Es gab in Ranieros Werkstatt einen Gesellen, der klein und hinkend war. Dieser Bursche hatte Francesca geliebt, bevor sie sich verheiratete, und er fuhr auch nach ihrer Heirat fort, sie zu lieben. Raniero, der darum wußte, ließ es sich angelegen sein, ihn zu hänseln, zumal wenn sie bei Tische saßen. Es kam schließlich dazu, daß sich dieser Mann, der es nicht ertragen konnte, in Francescas Gegenwart zum Gespött gemacht zu werden, einmal auf Raniero stürzte und mit ihm kämpfen wollte. Aber Raniero hohnlachte nur und stieß ihn beiseite. Da wollte der Arme nicht länger leben, sondern ging hin und erhenkte sich.

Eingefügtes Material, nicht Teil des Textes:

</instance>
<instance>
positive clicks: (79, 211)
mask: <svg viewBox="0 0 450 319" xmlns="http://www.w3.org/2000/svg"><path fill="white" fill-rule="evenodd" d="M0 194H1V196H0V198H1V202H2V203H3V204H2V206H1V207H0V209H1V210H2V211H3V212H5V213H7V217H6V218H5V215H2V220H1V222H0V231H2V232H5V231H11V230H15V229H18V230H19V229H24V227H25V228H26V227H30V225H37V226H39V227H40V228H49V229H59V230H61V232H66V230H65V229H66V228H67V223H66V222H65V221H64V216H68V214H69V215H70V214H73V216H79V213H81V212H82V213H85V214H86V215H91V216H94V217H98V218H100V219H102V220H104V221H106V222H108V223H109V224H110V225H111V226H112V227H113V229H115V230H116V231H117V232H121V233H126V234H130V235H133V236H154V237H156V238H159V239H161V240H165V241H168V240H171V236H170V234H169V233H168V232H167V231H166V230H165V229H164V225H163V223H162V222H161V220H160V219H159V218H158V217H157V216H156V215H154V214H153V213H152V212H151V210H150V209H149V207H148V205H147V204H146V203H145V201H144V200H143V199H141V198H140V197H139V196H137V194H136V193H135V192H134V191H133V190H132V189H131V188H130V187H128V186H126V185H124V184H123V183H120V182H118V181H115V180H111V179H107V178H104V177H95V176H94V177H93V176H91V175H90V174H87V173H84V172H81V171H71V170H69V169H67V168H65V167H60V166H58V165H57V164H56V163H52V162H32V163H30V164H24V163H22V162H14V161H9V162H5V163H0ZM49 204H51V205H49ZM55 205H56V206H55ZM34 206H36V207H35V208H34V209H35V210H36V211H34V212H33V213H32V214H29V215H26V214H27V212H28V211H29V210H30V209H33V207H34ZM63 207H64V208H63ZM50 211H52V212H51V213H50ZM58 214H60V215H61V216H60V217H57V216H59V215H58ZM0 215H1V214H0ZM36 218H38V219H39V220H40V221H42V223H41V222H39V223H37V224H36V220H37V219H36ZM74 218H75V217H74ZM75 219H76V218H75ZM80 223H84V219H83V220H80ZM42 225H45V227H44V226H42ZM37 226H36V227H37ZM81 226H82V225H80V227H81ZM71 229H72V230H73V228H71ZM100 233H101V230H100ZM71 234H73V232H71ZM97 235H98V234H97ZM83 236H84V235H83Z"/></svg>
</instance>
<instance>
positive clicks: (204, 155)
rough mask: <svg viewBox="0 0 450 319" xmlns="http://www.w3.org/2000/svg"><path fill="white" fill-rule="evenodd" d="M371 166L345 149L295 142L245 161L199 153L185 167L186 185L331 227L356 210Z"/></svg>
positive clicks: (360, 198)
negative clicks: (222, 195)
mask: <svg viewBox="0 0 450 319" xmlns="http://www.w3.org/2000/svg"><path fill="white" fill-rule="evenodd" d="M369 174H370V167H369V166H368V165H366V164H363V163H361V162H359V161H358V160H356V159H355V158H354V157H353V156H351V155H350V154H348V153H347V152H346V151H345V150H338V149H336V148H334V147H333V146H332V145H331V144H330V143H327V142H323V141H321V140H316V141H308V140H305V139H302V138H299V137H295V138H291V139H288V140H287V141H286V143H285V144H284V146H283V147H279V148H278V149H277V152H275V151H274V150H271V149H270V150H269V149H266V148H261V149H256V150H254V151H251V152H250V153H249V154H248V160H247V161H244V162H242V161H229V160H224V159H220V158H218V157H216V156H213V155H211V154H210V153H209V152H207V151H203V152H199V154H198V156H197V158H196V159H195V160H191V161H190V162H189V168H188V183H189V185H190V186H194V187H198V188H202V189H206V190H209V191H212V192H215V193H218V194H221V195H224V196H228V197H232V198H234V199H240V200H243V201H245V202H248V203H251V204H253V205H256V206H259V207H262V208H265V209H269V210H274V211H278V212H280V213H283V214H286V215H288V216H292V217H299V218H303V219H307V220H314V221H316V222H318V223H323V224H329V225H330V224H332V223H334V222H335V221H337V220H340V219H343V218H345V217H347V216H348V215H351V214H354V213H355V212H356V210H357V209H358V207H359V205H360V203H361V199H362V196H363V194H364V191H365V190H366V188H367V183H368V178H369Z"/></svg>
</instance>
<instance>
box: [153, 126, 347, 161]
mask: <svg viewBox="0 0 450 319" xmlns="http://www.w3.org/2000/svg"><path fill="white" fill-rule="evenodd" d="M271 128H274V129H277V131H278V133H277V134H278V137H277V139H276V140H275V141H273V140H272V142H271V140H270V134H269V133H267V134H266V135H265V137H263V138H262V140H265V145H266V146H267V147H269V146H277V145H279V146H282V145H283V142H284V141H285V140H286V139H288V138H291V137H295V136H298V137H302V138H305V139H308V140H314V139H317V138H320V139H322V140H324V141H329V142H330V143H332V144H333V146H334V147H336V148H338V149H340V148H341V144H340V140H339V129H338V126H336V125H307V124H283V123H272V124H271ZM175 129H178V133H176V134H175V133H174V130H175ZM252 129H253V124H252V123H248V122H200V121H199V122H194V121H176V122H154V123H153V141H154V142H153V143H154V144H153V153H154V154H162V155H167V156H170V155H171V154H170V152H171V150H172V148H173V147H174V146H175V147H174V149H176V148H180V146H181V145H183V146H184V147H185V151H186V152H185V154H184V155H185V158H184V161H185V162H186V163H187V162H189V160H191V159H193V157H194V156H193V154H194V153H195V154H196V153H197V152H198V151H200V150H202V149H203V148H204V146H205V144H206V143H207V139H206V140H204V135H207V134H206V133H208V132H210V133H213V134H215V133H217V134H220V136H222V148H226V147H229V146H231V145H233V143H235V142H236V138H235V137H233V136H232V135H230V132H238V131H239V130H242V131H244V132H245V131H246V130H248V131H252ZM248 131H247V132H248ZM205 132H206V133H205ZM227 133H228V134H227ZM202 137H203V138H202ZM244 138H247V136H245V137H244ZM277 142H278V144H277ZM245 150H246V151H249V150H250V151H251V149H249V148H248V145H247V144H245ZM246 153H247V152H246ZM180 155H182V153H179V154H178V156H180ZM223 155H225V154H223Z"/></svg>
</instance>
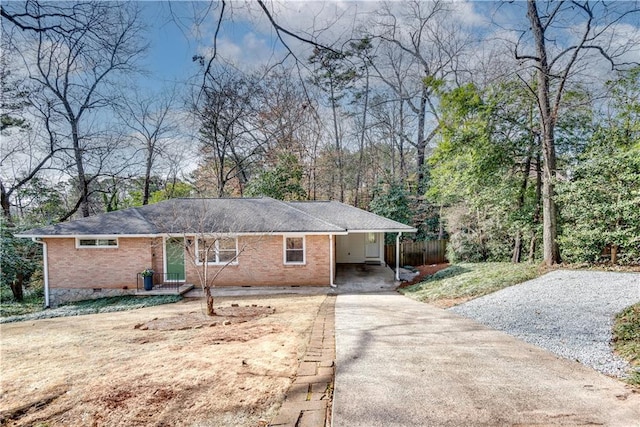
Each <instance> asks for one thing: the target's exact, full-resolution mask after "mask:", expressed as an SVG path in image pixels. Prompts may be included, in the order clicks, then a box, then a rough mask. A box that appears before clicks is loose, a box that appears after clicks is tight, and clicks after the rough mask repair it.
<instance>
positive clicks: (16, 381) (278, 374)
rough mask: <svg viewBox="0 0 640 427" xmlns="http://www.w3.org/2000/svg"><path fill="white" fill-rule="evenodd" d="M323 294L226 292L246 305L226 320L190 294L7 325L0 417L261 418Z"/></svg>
mask: <svg viewBox="0 0 640 427" xmlns="http://www.w3.org/2000/svg"><path fill="white" fill-rule="evenodd" d="M324 298H325V297H324V296H273V297H253V298H249V297H246V298H237V297H236V298H233V299H227V300H226V301H225V300H224V299H222V298H220V299H218V300H217V303H218V304H217V305H222V306H226V307H230V305H231V303H232V302H233V303H239V306H240V307H238V308H237V309H235V310H233V309H231V308H225V310H223V311H221V314H224V317H221V318H219V319H211V318H207V317H206V316H204V315H203V314H202V310H203V308H202V305H201V302H200V301H185V302H180V303H176V304H170V305H163V306H158V307H150V308H144V309H139V310H133V311H128V312H119V313H105V314H94V315H87V316H78V317H67V318H56V319H45V320H37V321H28V322H19V323H13V324H4V325H1V329H0V331H1V333H2V335H1V340H2V341H1V343H2V346H1V350H0V351H1V357H2V378H1V379H0V385H1V390H0V393H1V394H0V412H1V414H2V416H3V418H4V420H3V421H2V424H3V425H7V426H26V425H40V426H68V425H87V426H92V425H93V426H121V425H129V426H135V425H145V426H146V425H155V426H169V425H171V426H174V425H189V426H210V425H236V426H257V425H264V424H266V421H268V420H269V419H270V418H271V417H273V416H274V415H275V414H276V412H277V409H278V408H279V406H280V404H281V402H282V399H283V397H284V393H285V392H286V390H287V388H288V386H289V385H290V383H291V381H292V378H293V376H294V374H295V370H296V366H297V362H298V358H299V357H300V356H301V355H302V354H303V351H304V349H305V347H306V344H307V342H308V334H309V331H310V327H311V325H312V322H313V319H314V318H315V316H316V314H317V311H318V308H319V306H320V304H321V303H322V301H323V300H324ZM254 304H255V305H257V306H259V307H253V308H251V307H248V306H251V305H254ZM267 306H270V307H272V308H273V309H275V312H273V310H269V309H267V308H266V307H267ZM238 314H242V315H243V316H244V317H238Z"/></svg>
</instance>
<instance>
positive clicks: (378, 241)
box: [364, 233, 380, 259]
mask: <svg viewBox="0 0 640 427" xmlns="http://www.w3.org/2000/svg"><path fill="white" fill-rule="evenodd" d="M364 256H365V258H374V259H380V233H367V235H366V236H365V247H364Z"/></svg>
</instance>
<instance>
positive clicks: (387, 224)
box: [289, 200, 416, 233]
mask: <svg viewBox="0 0 640 427" xmlns="http://www.w3.org/2000/svg"><path fill="white" fill-rule="evenodd" d="M289 204H290V205H291V206H293V207H295V208H297V209H300V210H302V211H304V212H306V213H308V214H309V215H312V216H314V217H316V218H321V219H323V220H325V221H327V222H330V223H331V224H335V225H337V226H339V227H341V228H343V229H345V230H347V231H387V232H397V231H402V232H409V233H413V232H415V231H416V229H415V228H413V227H410V226H408V225H405V224H402V223H400V222H397V221H393V220H391V219H388V218H385V217H382V216H380V215H376V214H374V213H372V212H367V211H365V210H362V209H359V208H356V207H354V206H349V205H346V204H344V203H340V202H336V201H334V200H331V201H309V202H289Z"/></svg>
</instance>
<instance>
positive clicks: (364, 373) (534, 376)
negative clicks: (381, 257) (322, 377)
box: [333, 292, 640, 427]
mask: <svg viewBox="0 0 640 427" xmlns="http://www.w3.org/2000/svg"><path fill="white" fill-rule="evenodd" d="M335 321H336V366H337V370H336V379H335V394H334V407H333V425H334V426H336V427H353V426H367V427H371V426H464V425H471V426H476V425H487V426H496V425H592V424H596V425H610V426H639V425H640V394H639V393H633V392H632V391H631V390H630V389H629V388H627V387H626V386H625V385H624V384H623V383H621V382H619V381H617V380H614V379H611V378H609V377H606V376H604V375H602V374H600V373H598V372H596V371H594V370H592V369H590V368H587V367H585V366H583V365H581V364H579V363H577V362H572V361H569V360H565V359H561V358H559V357H556V356H555V355H553V354H551V353H549V352H547V351H544V350H542V349H539V348H538V347H534V346H532V345H530V344H526V343H524V342H522V341H519V340H517V339H515V338H512V337H511V336H509V335H507V334H505V333H502V332H498V331H494V330H491V329H489V328H487V327H484V326H482V325H480V324H478V323H475V322H473V321H471V320H467V319H464V318H462V317H459V316H457V315H455V314H453V313H450V312H446V311H444V310H441V309H438V308H435V307H433V306H430V305H427V304H423V303H419V302H416V301H413V300H410V299H408V298H405V297H403V296H401V295H398V294H396V293H392V292H386V293H379V294H342V295H339V296H338V298H337V302H336V314H335Z"/></svg>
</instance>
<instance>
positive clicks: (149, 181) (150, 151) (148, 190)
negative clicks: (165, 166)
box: [142, 142, 153, 205]
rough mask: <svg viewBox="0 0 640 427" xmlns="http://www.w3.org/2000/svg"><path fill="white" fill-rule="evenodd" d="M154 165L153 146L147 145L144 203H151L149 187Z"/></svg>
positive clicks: (143, 201) (145, 167)
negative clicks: (151, 175)
mask: <svg viewBox="0 0 640 427" xmlns="http://www.w3.org/2000/svg"><path fill="white" fill-rule="evenodd" d="M152 166H153V146H152V145H151V143H150V142H148V145H147V161H146V164H145V168H144V189H143V191H142V204H143V205H148V204H149V187H150V184H151V167H152Z"/></svg>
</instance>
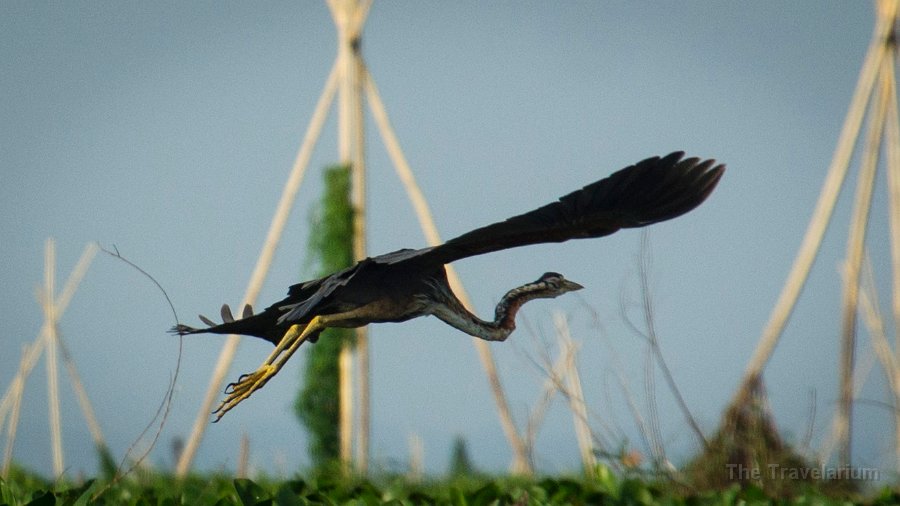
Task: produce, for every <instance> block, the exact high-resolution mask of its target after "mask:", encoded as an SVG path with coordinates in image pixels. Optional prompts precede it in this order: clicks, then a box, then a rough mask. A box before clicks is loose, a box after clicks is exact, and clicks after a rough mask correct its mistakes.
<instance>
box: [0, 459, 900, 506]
mask: <svg viewBox="0 0 900 506" xmlns="http://www.w3.org/2000/svg"><path fill="white" fill-rule="evenodd" d="M898 503H900V493H897V492H894V491H892V490H890V489H884V490H882V491H881V492H880V493H878V494H875V495H872V496H869V497H868V498H865V499H862V498H860V497H856V498H855V500H854V499H853V497H850V498H848V497H843V498H841V497H836V496H829V495H826V494H825V493H824V492H823V491H821V490H819V489H815V488H808V489H806V490H805V491H803V492H802V493H798V494H797V495H793V496H790V497H782V498H778V499H775V498H771V497H770V496H769V495H767V494H766V493H765V492H764V491H763V489H761V488H759V487H756V486H753V485H750V486H745V487H744V488H741V487H740V486H739V485H738V484H733V485H732V486H730V487H728V488H727V489H725V490H720V491H715V492H698V491H684V490H683V489H681V488H680V487H674V486H671V485H670V484H668V483H666V482H656V481H653V480H644V479H635V478H622V477H618V476H616V475H615V474H613V473H612V472H610V471H609V469H608V468H606V467H605V466H602V465H601V466H598V468H597V469H596V472H595V473H593V475H592V476H591V477H589V478H567V477H549V478H537V479H525V478H513V477H486V476H479V477H474V476H459V477H455V478H451V479H448V480H441V481H436V480H425V481H421V482H410V481H408V480H405V479H403V478H399V477H383V478H380V479H378V480H365V479H354V478H342V477H340V475H339V474H334V473H321V472H320V473H315V474H313V475H311V476H307V477H303V476H295V477H292V478H290V479H285V480H273V479H270V478H265V477H259V478H256V479H253V480H251V479H243V478H237V479H235V478H232V477H229V476H224V475H192V476H189V477H188V478H186V479H183V480H178V479H176V478H174V477H173V476H171V475H168V474H162V473H153V472H148V471H139V472H137V473H135V474H133V475H129V476H128V477H126V478H124V479H121V480H119V481H117V482H112V481H110V480H107V479H89V480H85V481H81V482H77V483H71V482H57V483H53V482H50V481H47V480H45V479H43V478H41V477H39V476H36V475H34V474H30V473H27V472H24V471H23V470H21V469H16V468H14V469H13V470H12V472H11V473H10V475H9V477H8V479H6V480H0V504H3V505H16V506H18V505H36V506H39V505H54V504H57V505H62V504H66V505H70V504H71V505H87V504H116V505H135V506H138V505H140V506H143V505H148V506H149V505H154V506H155V505H177V504H191V505H204V504H214V505H242V506H253V505H261V506H262V505H309V504H326V505H332V504H333V505H345V504H346V505H374V504H395V505H418V504H446V505H454V506H456V505H459V506H481V505H485V506H487V505H503V504H515V505H526V504H585V505H588V504H590V505H594V504H597V505H600V504H628V505H651V504H663V505H673V506H679V505H685V506H687V505H723V506H724V505H732V504H734V505H738V504H740V505H757V504H758V505H762V504H798V505H799V504H808V505H823V506H827V505H843V504H871V505H888V504H898Z"/></svg>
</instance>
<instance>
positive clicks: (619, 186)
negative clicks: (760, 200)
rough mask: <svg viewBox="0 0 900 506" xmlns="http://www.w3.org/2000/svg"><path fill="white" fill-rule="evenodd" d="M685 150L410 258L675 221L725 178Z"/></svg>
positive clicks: (588, 237) (460, 253) (601, 179)
mask: <svg viewBox="0 0 900 506" xmlns="http://www.w3.org/2000/svg"><path fill="white" fill-rule="evenodd" d="M683 156H684V153H683V152H675V153H672V154H670V155H668V156H666V157H663V158H660V157H653V158H648V159H646V160H644V161H642V162H639V163H637V164H635V165H631V166H629V167H626V168H624V169H622V170H620V171H618V172H615V173H614V174H612V175H610V176H609V177H607V178H605V179H601V180H600V181H597V182H596V183H592V184H589V185H587V186H585V187H584V188H582V189H580V190H577V191H574V192H572V193H570V194H568V195H566V196H564V197H560V199H559V200H558V201H557V202H553V203H552V204H548V205H546V206H543V207H540V208H538V209H535V210H534V211H531V212H528V213H525V214H520V215H518V216H514V217H512V218H509V219H507V220H504V221H501V222H498V223H494V224H492V225H488V226H486V227H482V228H479V229H476V230H473V231H471V232H469V233H466V234H463V235H461V236H459V237H457V238H455V239H451V240H449V241H447V242H445V243H444V244H442V245H440V246H437V247H434V248H429V249H425V250H419V251H417V252H412V253H418V255H408V257H409V258H403V259H402V260H401V261H405V260H407V259H412V258H417V259H419V260H421V261H433V262H440V263H450V262H453V261H454V260H459V259H461V258H466V257H470V256H474V255H481V254H484V253H490V252H492V251H499V250H503V249H508V248H515V247H518V246H525V245H528V244H538V243H547V242H562V241H568V240H569V239H586V238H591V237H602V236H605V235H609V234H612V233H613V232H615V231H617V230H619V229H622V228H636V227H643V226H646V225H650V224H653V223H658V222H660V221H665V220H670V219H672V218H675V217H677V216H681V215H682V214H684V213H686V212H688V211H690V210H692V209H694V208H695V207H697V206H699V205H700V204H701V203H702V202H703V201H704V200H706V197H708V196H709V194H710V193H711V192H712V190H713V189H714V188H715V187H716V184H717V183H718V182H719V179H720V178H721V177H722V173H723V172H724V170H725V166H724V165H716V162H715V160H706V161H701V160H700V159H699V158H687V159H682V157H683Z"/></svg>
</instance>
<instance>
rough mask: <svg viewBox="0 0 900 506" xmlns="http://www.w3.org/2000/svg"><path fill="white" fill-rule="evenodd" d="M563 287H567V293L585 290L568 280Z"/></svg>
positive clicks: (571, 281) (564, 282) (580, 285)
mask: <svg viewBox="0 0 900 506" xmlns="http://www.w3.org/2000/svg"><path fill="white" fill-rule="evenodd" d="M563 287H565V289H566V291H569V292H574V291H575V290H581V289H582V288H584V287H583V286H581V285H579V284H578V283H576V282H574V281H570V280H568V279H566V280H564V283H563Z"/></svg>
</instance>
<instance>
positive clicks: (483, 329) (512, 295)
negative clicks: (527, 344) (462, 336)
mask: <svg viewBox="0 0 900 506" xmlns="http://www.w3.org/2000/svg"><path fill="white" fill-rule="evenodd" d="M444 295H445V297H444V300H443V301H442V302H443V304H438V305H436V306H435V307H434V308H433V309H432V314H433V315H435V316H437V317H438V318H440V319H441V320H442V321H444V322H446V323H447V324H449V325H451V326H453V327H455V328H457V329H459V330H461V331H463V332H465V333H466V334H469V335H470V336H474V337H478V338H481V339H484V340H486V341H503V340H505V339H506V338H507V337H508V336H509V334H510V333H512V331H513V330H515V328H516V313H518V311H519V308H521V307H522V304H524V303H526V302H528V301H529V300H532V299H534V298H537V297H538V294H537V293H536V290H535V288H534V285H533V284H527V285H523V286H520V287H518V288H513V289H512V290H510V291H508V292H506V295H504V296H503V298H501V299H500V302H499V303H497V307H496V308H495V309H494V321H490V322H489V321H485V320H482V319H481V318H479V317H477V316H475V315H474V314H472V313H471V312H470V311H469V310H468V309H466V308H465V306H463V305H462V303H461V302H460V301H459V299H457V298H456V297H455V296H454V295H453V293H452V292H449V291H448V292H445V293H444Z"/></svg>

Als dies geschah, waren Raniero und Francesca ungefähr ein Jahr verheiratet. Francesca däuchte es noch immer, daß sie ihre Liebe als ein schimmerndes Stück Stoff vor sich sah, aber auf allen Seiten waren große Stücke weggeschnitten, so daß es kaum halb so groß war, als es anfangs gewesen war.

Sie erschrak sehr, als sie dies sah, und dachte: Bleibe ich noch ein Jahr bei Raniero, so wird er meine Liebe zerstört haben. Ich werde ebenso arm sein, wie ich bisher reich gewesen bin.